Rekürren Akut Otitis Media

    1. Otitis Media

    Orta kulaktaki (mastoid hava hücreleri, östaki borusu ve orta kulak boşluğundan oluşan orta kulak mukozası) enflamasyonlar otitis media olarak tanımlanmaktadır. Otitis media genellikle burun boşluğundan başlayan üst solunum yolları enfeksiyonunun (ÜSYE) komplikasyonu olarak gelişir. Östaki tüpü, orta kulak boşluğunun mukozasında enflamasyonun yerleşmesine neden olur. Çocukluk çağı hastalıkları arasında, otitis media (OM), üst solunum yolu enfeksiyonlarından sonra en sık görülen ikinci hastalıktır.

    1.1. Otitis Media Kategorizasyonu 

A. Kulak zarında perforasyon olmadan orta kulakta effüzyon toplanması ile karekterize olan otitis medialar:
    1. Akut: Seröz/Pürülan
    2. Subakut: Seröz/Pürülan/Mukoid
    3. Kronik: Seröz/Pürülan/Mukoid

B. Perforasyon ile karekterize olan otitis medialar :
    1. Akut: a. Akıntı ile birlikte pürülan/mukoid
                  b. akıntı olmayan
    2. Subakut: a. Akıntı ile birlikte pürülan/mukoid/seröz 
                         b. akıntı olmayan
    3. Kronik: a. Akıntı ile birlikte pürülan/mukoid /seröz
                      b. akıntı olmayan



    2. Rekürren Akut Otitis Media

    Rekürren akut otitis media iki atak arasında en az 1 ay olmak kaydıyla, 1 yıl içerisinde 4 veya daha fazla AOM (akut otitis media) atağı geçirilmesi, veya 6 aylik dönemde 3 veya daha fazla AOM atağı geçirilmesi olarak tanımlanabilir.
    İlk kez AOM geçiren çocuklarda üç ay içinde AOM'nin tekrarlama oranı; iki yaşından küçüklerde %55, iki-beş yaşındakilerde %25, beş yaşından büyüklerde %10'dur.
    Emzirme, günlük bakımın aile veya küçük gruplu kreş ortamında olması, sigara dumanından kaçınma temel koruyucu önlemlerdir.

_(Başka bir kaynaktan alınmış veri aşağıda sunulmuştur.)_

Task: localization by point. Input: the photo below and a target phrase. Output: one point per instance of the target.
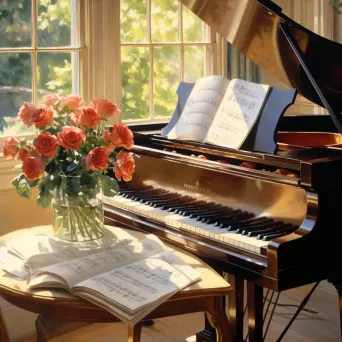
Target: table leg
(134, 332)
(219, 320)
(4, 337)
(255, 312)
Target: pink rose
(46, 144)
(71, 101)
(97, 159)
(122, 136)
(33, 167)
(50, 100)
(124, 166)
(105, 108)
(25, 112)
(11, 148)
(70, 137)
(87, 116)
(106, 137)
(42, 117)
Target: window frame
(35, 49)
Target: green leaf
(44, 200)
(109, 185)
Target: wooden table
(204, 296)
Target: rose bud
(106, 137)
(25, 112)
(97, 159)
(292, 174)
(105, 108)
(33, 167)
(50, 100)
(70, 137)
(46, 145)
(87, 116)
(282, 172)
(248, 165)
(11, 148)
(122, 136)
(124, 166)
(71, 101)
(42, 117)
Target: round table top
(61, 304)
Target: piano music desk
(57, 306)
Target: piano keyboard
(221, 223)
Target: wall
(317, 16)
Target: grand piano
(271, 220)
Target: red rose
(25, 112)
(97, 159)
(23, 154)
(41, 117)
(11, 148)
(122, 136)
(87, 116)
(46, 144)
(105, 108)
(106, 137)
(70, 137)
(33, 167)
(124, 166)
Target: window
(39, 54)
(162, 43)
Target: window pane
(15, 23)
(54, 23)
(133, 21)
(135, 82)
(194, 62)
(166, 80)
(193, 27)
(164, 20)
(55, 73)
(15, 89)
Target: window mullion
(34, 52)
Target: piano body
(270, 219)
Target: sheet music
(200, 109)
(237, 114)
(35, 262)
(136, 285)
(77, 270)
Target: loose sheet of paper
(200, 109)
(237, 114)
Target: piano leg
(235, 313)
(339, 292)
(255, 312)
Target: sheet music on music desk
(200, 109)
(237, 114)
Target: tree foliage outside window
(54, 69)
(155, 48)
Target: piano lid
(256, 28)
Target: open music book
(220, 112)
(129, 281)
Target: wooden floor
(319, 325)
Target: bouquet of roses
(71, 140)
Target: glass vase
(77, 211)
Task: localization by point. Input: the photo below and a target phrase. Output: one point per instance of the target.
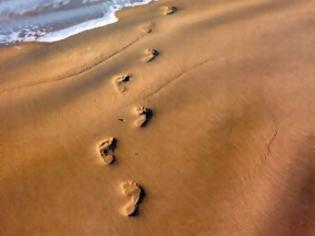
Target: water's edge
(49, 28)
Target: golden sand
(229, 149)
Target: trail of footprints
(106, 148)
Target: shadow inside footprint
(120, 82)
(135, 194)
(144, 116)
(142, 196)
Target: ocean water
(53, 20)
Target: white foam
(40, 35)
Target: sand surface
(228, 148)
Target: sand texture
(184, 118)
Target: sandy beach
(196, 122)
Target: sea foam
(54, 20)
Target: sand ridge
(229, 150)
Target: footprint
(120, 82)
(144, 115)
(147, 28)
(150, 54)
(134, 192)
(168, 10)
(106, 150)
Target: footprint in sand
(147, 28)
(106, 150)
(168, 10)
(149, 55)
(144, 115)
(120, 82)
(134, 192)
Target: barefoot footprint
(106, 150)
(150, 54)
(120, 82)
(168, 10)
(132, 190)
(144, 114)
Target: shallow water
(53, 20)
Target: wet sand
(228, 142)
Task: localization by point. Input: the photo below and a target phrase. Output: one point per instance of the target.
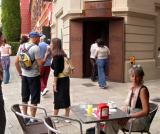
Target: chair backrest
(35, 128)
(50, 126)
(53, 129)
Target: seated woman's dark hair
(24, 39)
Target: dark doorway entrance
(91, 31)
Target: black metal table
(80, 112)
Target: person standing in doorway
(2, 111)
(6, 51)
(94, 72)
(31, 78)
(45, 69)
(61, 83)
(102, 54)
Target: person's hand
(54, 87)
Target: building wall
(25, 17)
(142, 29)
(142, 33)
(62, 13)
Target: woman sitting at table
(137, 104)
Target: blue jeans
(5, 60)
(101, 65)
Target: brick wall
(25, 17)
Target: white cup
(112, 104)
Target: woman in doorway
(6, 51)
(102, 53)
(61, 83)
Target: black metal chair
(56, 128)
(153, 109)
(37, 127)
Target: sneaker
(44, 92)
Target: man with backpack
(28, 62)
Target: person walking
(102, 54)
(61, 83)
(2, 111)
(30, 78)
(45, 69)
(94, 72)
(6, 51)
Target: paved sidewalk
(83, 91)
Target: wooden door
(76, 47)
(116, 46)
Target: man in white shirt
(94, 72)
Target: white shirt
(93, 50)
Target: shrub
(11, 22)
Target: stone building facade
(129, 28)
(41, 16)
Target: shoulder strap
(27, 49)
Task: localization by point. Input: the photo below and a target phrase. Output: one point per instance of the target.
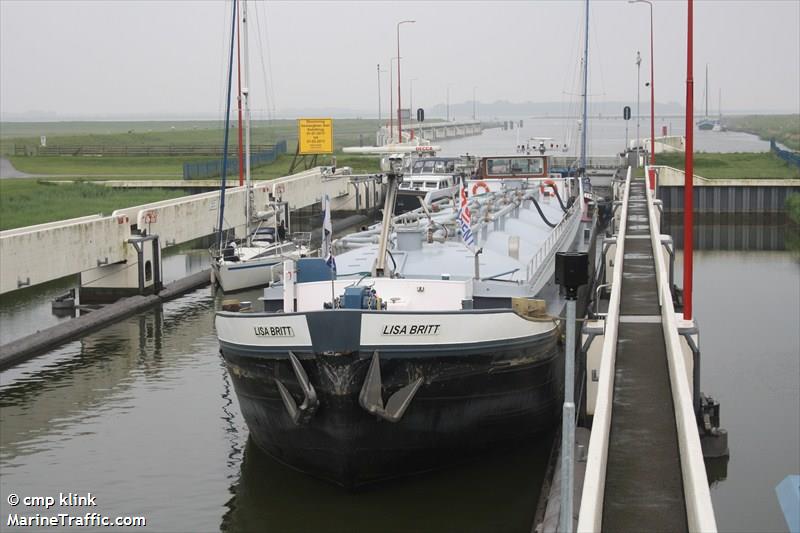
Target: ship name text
(273, 331)
(411, 329)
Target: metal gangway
(645, 469)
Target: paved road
(7, 170)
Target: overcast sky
(159, 58)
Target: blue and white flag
(327, 233)
(465, 219)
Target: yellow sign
(315, 136)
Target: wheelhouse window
(522, 165)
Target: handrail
(699, 509)
(591, 510)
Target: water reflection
(767, 232)
(498, 493)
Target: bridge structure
(433, 131)
(120, 254)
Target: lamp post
(448, 102)
(379, 96)
(638, 113)
(652, 97)
(411, 96)
(399, 118)
(391, 100)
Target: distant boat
(708, 124)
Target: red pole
(652, 108)
(239, 99)
(688, 192)
(399, 119)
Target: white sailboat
(258, 260)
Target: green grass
(170, 168)
(25, 202)
(130, 167)
(734, 165)
(346, 132)
(783, 128)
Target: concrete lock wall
(78, 244)
(91, 244)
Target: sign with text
(315, 136)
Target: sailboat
(718, 124)
(706, 123)
(257, 259)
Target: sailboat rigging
(257, 259)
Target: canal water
(142, 414)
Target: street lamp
(638, 113)
(391, 100)
(379, 95)
(399, 119)
(411, 96)
(448, 102)
(652, 96)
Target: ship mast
(585, 88)
(220, 237)
(246, 94)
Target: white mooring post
(568, 424)
(572, 271)
(288, 286)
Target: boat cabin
(513, 167)
(425, 175)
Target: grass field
(346, 132)
(733, 166)
(25, 202)
(97, 168)
(783, 128)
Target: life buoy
(547, 187)
(480, 185)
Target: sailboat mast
(227, 129)
(706, 91)
(585, 88)
(246, 93)
(239, 97)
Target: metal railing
(551, 244)
(590, 518)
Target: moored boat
(426, 175)
(433, 342)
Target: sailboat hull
(236, 276)
(472, 397)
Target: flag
(327, 233)
(464, 219)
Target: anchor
(371, 398)
(302, 414)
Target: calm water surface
(143, 416)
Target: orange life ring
(480, 185)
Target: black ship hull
(468, 401)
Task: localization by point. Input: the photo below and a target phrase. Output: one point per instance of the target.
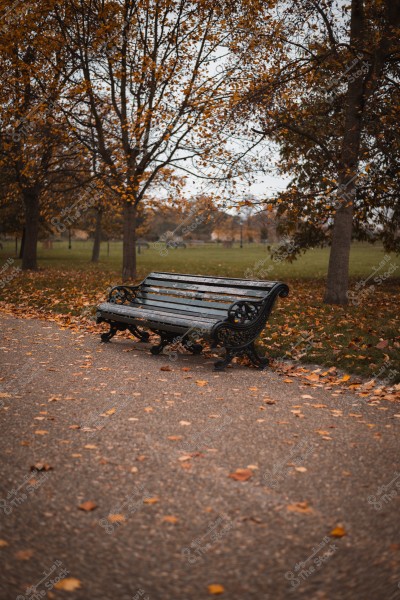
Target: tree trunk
(21, 249)
(129, 243)
(97, 237)
(29, 253)
(338, 270)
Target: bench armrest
(122, 294)
(244, 311)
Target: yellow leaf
(116, 518)
(215, 588)
(87, 506)
(151, 500)
(241, 474)
(24, 554)
(338, 532)
(170, 519)
(300, 507)
(69, 584)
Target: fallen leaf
(241, 474)
(313, 377)
(24, 554)
(69, 584)
(215, 588)
(170, 519)
(338, 532)
(109, 412)
(117, 518)
(41, 467)
(382, 344)
(185, 457)
(151, 500)
(300, 507)
(87, 506)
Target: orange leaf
(215, 588)
(69, 584)
(241, 474)
(87, 506)
(338, 532)
(300, 507)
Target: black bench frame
(237, 332)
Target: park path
(134, 498)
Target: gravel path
(149, 450)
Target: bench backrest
(199, 294)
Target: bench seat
(229, 312)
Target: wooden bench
(227, 312)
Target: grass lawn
(362, 338)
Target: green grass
(67, 288)
(209, 259)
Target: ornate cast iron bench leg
(259, 361)
(221, 364)
(106, 337)
(164, 341)
(139, 333)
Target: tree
(146, 95)
(325, 76)
(34, 147)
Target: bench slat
(231, 282)
(181, 308)
(181, 288)
(224, 300)
(156, 315)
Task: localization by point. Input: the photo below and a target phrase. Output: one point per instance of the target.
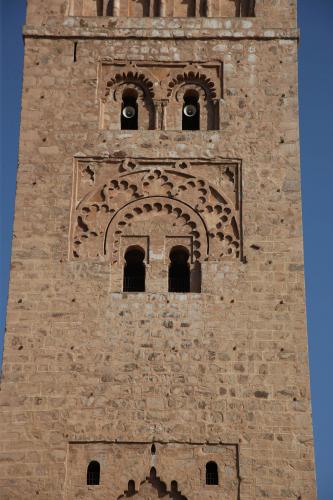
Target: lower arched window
(191, 111)
(212, 473)
(93, 473)
(134, 270)
(179, 270)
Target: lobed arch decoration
(140, 199)
(131, 82)
(194, 78)
(203, 89)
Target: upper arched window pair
(179, 271)
(189, 108)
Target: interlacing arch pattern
(186, 204)
(153, 487)
(193, 78)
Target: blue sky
(316, 105)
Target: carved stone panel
(155, 201)
(159, 88)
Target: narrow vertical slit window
(93, 473)
(191, 112)
(212, 473)
(179, 270)
(134, 270)
(129, 111)
(75, 52)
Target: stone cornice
(160, 28)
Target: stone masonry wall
(218, 375)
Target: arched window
(191, 111)
(212, 473)
(99, 7)
(131, 488)
(129, 110)
(179, 270)
(93, 473)
(134, 270)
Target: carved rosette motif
(115, 198)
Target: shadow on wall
(163, 8)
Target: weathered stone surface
(94, 373)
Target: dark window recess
(93, 473)
(191, 113)
(129, 113)
(131, 488)
(212, 473)
(134, 270)
(179, 270)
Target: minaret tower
(156, 340)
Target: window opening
(191, 113)
(93, 473)
(131, 488)
(212, 475)
(100, 7)
(75, 52)
(129, 112)
(179, 270)
(134, 270)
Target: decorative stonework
(160, 88)
(174, 470)
(117, 198)
(162, 8)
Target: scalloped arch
(193, 77)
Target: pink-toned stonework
(197, 386)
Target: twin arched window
(93, 476)
(181, 278)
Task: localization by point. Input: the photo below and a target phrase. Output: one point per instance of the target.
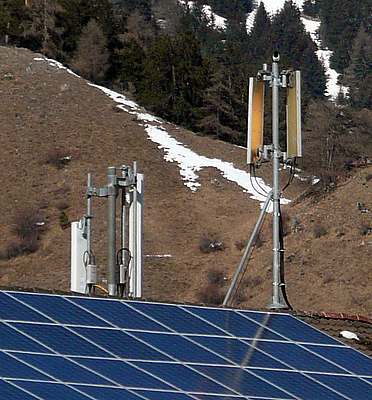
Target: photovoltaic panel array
(77, 348)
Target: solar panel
(77, 348)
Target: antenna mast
(258, 153)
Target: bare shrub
(328, 278)
(286, 223)
(210, 245)
(64, 220)
(57, 158)
(240, 297)
(62, 205)
(211, 294)
(365, 230)
(17, 248)
(259, 241)
(240, 244)
(25, 223)
(253, 282)
(216, 277)
(319, 231)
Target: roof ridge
(336, 315)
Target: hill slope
(47, 109)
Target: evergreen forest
(176, 61)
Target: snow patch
(56, 64)
(189, 162)
(349, 335)
(219, 22)
(324, 55)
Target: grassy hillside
(47, 114)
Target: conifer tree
(217, 113)
(359, 74)
(13, 20)
(297, 50)
(341, 20)
(260, 38)
(91, 58)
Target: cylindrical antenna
(277, 298)
(134, 261)
(89, 217)
(111, 231)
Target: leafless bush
(240, 244)
(240, 296)
(211, 294)
(23, 246)
(319, 231)
(210, 245)
(58, 158)
(62, 205)
(26, 223)
(365, 230)
(328, 278)
(286, 223)
(64, 220)
(253, 282)
(216, 277)
(259, 241)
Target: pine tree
(260, 38)
(14, 19)
(359, 74)
(91, 57)
(217, 113)
(311, 8)
(341, 20)
(297, 50)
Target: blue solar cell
(61, 340)
(13, 340)
(356, 362)
(13, 310)
(12, 368)
(59, 309)
(291, 327)
(297, 357)
(242, 382)
(105, 393)
(121, 344)
(176, 318)
(239, 352)
(8, 391)
(180, 348)
(234, 323)
(298, 385)
(352, 387)
(118, 314)
(210, 397)
(61, 369)
(183, 378)
(53, 391)
(150, 395)
(123, 373)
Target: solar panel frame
(256, 317)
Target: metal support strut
(111, 231)
(277, 296)
(247, 253)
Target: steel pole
(247, 252)
(277, 298)
(111, 231)
(89, 218)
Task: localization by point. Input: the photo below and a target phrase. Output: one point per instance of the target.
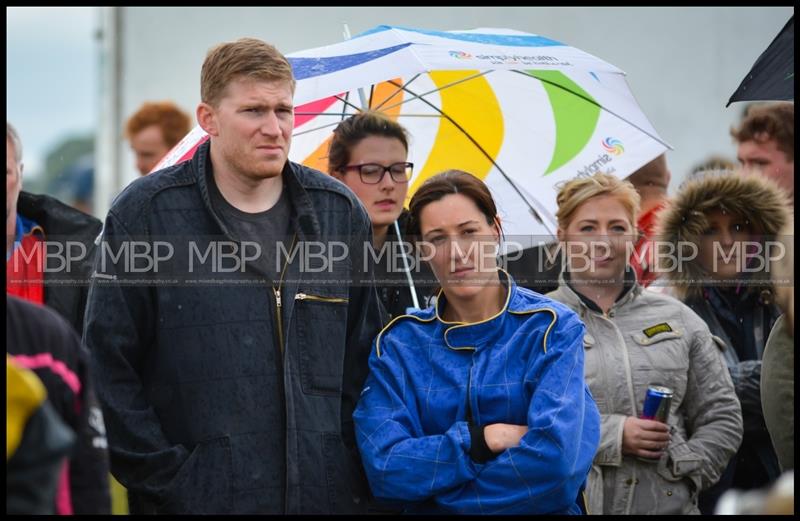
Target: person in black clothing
(37, 444)
(231, 389)
(32, 219)
(39, 339)
(35, 224)
(714, 223)
(369, 154)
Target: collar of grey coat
(304, 219)
(630, 289)
(468, 336)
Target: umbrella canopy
(518, 110)
(772, 75)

Rekürren otitis medialı hastaları influenza ve pnömokok aşılarıyla immünize etmek önerilmektedir. Sık otitis media atakları gecikmiş konuşma, işitme kaybı ve otolojik sekele neden olabileceğinden bu hastalara erken tanı konması ve sıkı bir takip yapılması büyük önem arzetmektedir.
    Rekürren akut otitis media, akut otitis medianın belirli dönemlerle tekrarlaması ile oluştuğu için öncelikle akut otitis media'nın incelemesi yapılmalıdır.

    2.1. Akut Otitis Media (AOM)

    AOM, orta kulak ve temporal kemiğin hava ile dolu boşlukları ile östaki tüpünü örten mukozadaki ani başlayan enfeksiyonları tanımlar.

        2.1.1. Epidemiyoloji

    Akut otitis media her yaştan insanı etkileyebilir ancak ağırlıklı olarak bebeklerde ve çocuklarda görülür. En yüksek prevalans yaşamın ilk iki yılında ortaya çıkmaktadır.

        2.1.2. Etyoloji

    AOM için en önemli etiyolojik faktör üst solunum yolu enfeksiyonlarıdır. ÜSYE'nın büyük çoğunluğu viral kaynaklı olsa da AOM bakteriyel bir enfeksiyon olarak kabul edilmektedir. Viral ÜSYE sonucunda orta kulak disfonksiyonu (ÖTD) artar.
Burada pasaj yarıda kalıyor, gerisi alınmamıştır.